The history of Christianity is a testament to the difficult inner work of separating ego from soul. But, the mask has changed. It now exposes the cultivation of inner values as too strenuous to accomplish; the conflict so unfathomable, it’s discarded altogether by a science-driven culture as not worth the effort. But, what lies beneath the changing mask?

Erich Neumann, in The Origins And History Of Consciousness, discussed the psychology of the collapse of an old value-system such as this shift represents today:

“Typical and symptomatic of this transitional phenomenon is the state of affairs in America, though the same holds good for practically the whole Western hemisphere… The grotesque fact that murderers, brigands, thieves, forgers, tyrants, and swindlers, in a guise that deceives nobody, have seized control of collective life is characteristic of our time. Their unscrupulousness and double-dealing are recognized — and admired… The dynamism of a possessed personality is accordingly very great, because in its one-track primitivity, it suffers none of the differentiations which make men human.”

Neumann published his book in 1954, even before Packard’s, in the wake of WWII, when humanity was deeply concerned about its future: “Worship of the “beast” is not confined to Germany; it prevails wherever one-sidedness, push, and moral blindness are applauded, i.e., wherever the aggravating complexities of civilized behavior are swept away by bestial rapacity. One has only to look at the educative ideals current in the West.

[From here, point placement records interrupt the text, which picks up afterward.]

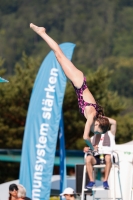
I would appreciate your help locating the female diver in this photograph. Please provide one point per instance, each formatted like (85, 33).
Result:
(95, 120)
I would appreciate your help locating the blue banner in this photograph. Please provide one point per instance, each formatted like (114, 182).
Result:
(63, 180)
(42, 126)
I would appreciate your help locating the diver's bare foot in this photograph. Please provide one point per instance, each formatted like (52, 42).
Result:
(37, 29)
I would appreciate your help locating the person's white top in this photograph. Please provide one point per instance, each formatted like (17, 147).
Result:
(106, 149)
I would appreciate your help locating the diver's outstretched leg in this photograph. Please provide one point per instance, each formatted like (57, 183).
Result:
(72, 73)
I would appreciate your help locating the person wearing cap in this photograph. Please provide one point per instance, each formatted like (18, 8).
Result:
(68, 193)
(103, 147)
(22, 193)
(13, 192)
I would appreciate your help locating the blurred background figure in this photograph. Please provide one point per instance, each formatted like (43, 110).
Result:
(22, 193)
(69, 194)
(13, 192)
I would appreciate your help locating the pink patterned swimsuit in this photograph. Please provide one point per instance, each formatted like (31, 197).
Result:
(82, 104)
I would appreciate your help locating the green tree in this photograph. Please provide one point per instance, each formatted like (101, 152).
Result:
(14, 100)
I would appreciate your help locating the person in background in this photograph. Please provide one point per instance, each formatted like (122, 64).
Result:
(69, 194)
(103, 147)
(22, 193)
(13, 192)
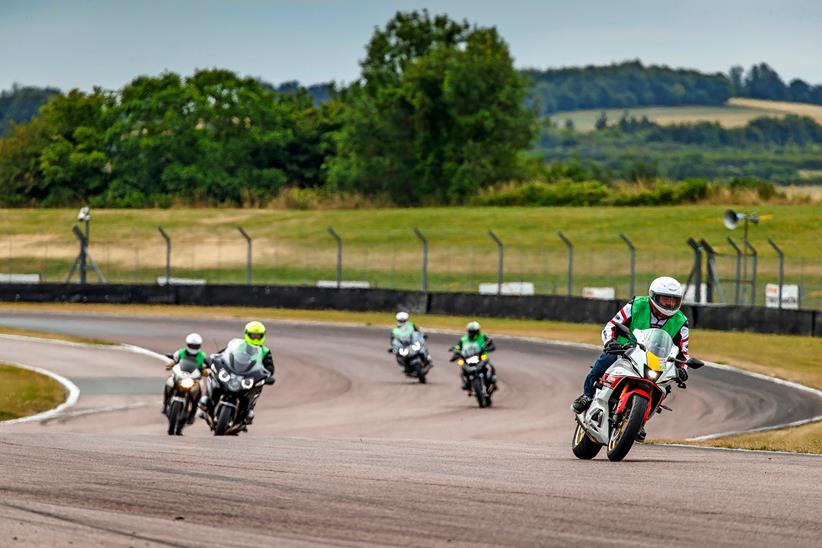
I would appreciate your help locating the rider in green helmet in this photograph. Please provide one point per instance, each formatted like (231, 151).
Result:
(474, 335)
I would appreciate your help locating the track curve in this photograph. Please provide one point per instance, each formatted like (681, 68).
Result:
(346, 450)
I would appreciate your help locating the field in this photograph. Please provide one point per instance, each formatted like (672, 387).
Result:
(735, 113)
(379, 246)
(26, 392)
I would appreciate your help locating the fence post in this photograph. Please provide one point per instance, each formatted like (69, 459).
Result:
(738, 268)
(696, 271)
(424, 259)
(632, 251)
(248, 255)
(781, 269)
(570, 262)
(168, 254)
(339, 254)
(755, 257)
(80, 261)
(500, 254)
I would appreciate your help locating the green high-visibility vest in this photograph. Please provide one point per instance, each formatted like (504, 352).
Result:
(199, 358)
(641, 319)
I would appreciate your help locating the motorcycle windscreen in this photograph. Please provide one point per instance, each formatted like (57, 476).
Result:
(658, 343)
(471, 349)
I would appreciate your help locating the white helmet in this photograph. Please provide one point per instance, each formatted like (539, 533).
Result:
(193, 343)
(666, 287)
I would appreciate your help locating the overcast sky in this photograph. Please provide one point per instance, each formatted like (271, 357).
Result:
(83, 43)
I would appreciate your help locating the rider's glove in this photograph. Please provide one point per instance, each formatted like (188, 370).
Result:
(612, 346)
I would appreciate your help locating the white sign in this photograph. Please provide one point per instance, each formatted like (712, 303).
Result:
(20, 278)
(162, 280)
(606, 293)
(353, 284)
(508, 288)
(691, 291)
(790, 296)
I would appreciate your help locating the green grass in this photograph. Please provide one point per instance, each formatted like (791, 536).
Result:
(293, 247)
(736, 113)
(27, 393)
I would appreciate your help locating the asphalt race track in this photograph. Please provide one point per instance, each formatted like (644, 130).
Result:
(347, 451)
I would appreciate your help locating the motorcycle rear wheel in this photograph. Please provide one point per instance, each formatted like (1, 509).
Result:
(223, 418)
(175, 412)
(584, 447)
(479, 392)
(624, 434)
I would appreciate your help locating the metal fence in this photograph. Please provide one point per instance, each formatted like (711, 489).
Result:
(421, 261)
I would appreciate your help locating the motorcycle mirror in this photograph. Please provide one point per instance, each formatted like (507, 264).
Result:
(694, 363)
(623, 330)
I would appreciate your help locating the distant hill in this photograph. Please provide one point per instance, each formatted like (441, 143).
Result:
(21, 103)
(737, 112)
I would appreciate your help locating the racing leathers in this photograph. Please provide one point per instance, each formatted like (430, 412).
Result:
(402, 333)
(189, 362)
(636, 314)
(486, 345)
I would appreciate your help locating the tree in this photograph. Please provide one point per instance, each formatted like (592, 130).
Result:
(437, 114)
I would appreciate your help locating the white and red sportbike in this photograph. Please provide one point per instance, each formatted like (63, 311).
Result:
(628, 393)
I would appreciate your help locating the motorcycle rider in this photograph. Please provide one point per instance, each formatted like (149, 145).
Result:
(254, 336)
(403, 331)
(660, 309)
(191, 352)
(474, 334)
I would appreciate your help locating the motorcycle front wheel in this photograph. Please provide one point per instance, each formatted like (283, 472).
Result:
(223, 420)
(175, 415)
(624, 433)
(583, 446)
(479, 391)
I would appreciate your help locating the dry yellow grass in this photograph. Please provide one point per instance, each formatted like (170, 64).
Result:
(800, 109)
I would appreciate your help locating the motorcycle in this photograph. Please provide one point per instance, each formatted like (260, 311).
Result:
(475, 365)
(412, 355)
(236, 381)
(628, 393)
(181, 407)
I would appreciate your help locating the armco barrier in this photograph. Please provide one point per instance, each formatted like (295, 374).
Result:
(539, 307)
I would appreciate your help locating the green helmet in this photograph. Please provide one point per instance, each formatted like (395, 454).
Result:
(254, 333)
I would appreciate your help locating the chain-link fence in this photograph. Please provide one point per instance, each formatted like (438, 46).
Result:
(397, 262)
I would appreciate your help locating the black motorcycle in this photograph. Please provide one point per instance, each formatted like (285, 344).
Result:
(412, 355)
(182, 404)
(236, 381)
(477, 369)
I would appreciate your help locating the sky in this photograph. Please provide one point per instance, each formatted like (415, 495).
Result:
(86, 43)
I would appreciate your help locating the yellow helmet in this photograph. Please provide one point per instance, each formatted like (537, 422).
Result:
(254, 333)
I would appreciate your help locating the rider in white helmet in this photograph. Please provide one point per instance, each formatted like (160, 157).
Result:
(402, 331)
(192, 352)
(659, 309)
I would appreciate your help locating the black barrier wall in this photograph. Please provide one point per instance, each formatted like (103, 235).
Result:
(539, 307)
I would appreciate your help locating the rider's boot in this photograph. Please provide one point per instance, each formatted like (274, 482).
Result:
(581, 403)
(166, 396)
(640, 436)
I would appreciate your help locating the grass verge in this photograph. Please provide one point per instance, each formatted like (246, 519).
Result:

“The possessed character of our financial and industrial magnates, for instance, is psychologically evident from the very fact that they are at the mercy of a suprapersonal factor — “work,” “power,” “money,” or whatever they like to call it — which, in the telling phrase, “consumes” them and leaves little or no room as private persons. Coupled with a nihilistic attitude towards civilization and humanity there goes a puffing up of the ego-sphere which expresses itself with brutish egotism in a total disregard for the common good…

“Not only power, money, and lust, but religion, art, and politics as exclusive determinants in the form of parties, sects, movements, and “isms” of every description take possession of the masses and destroy the individual.”

Since Neumann’s time, one might add media and technology to the list of “exclusive determinants,” as well as the Eastern hemisphere, which is now as actively engaged in commercialism as the West.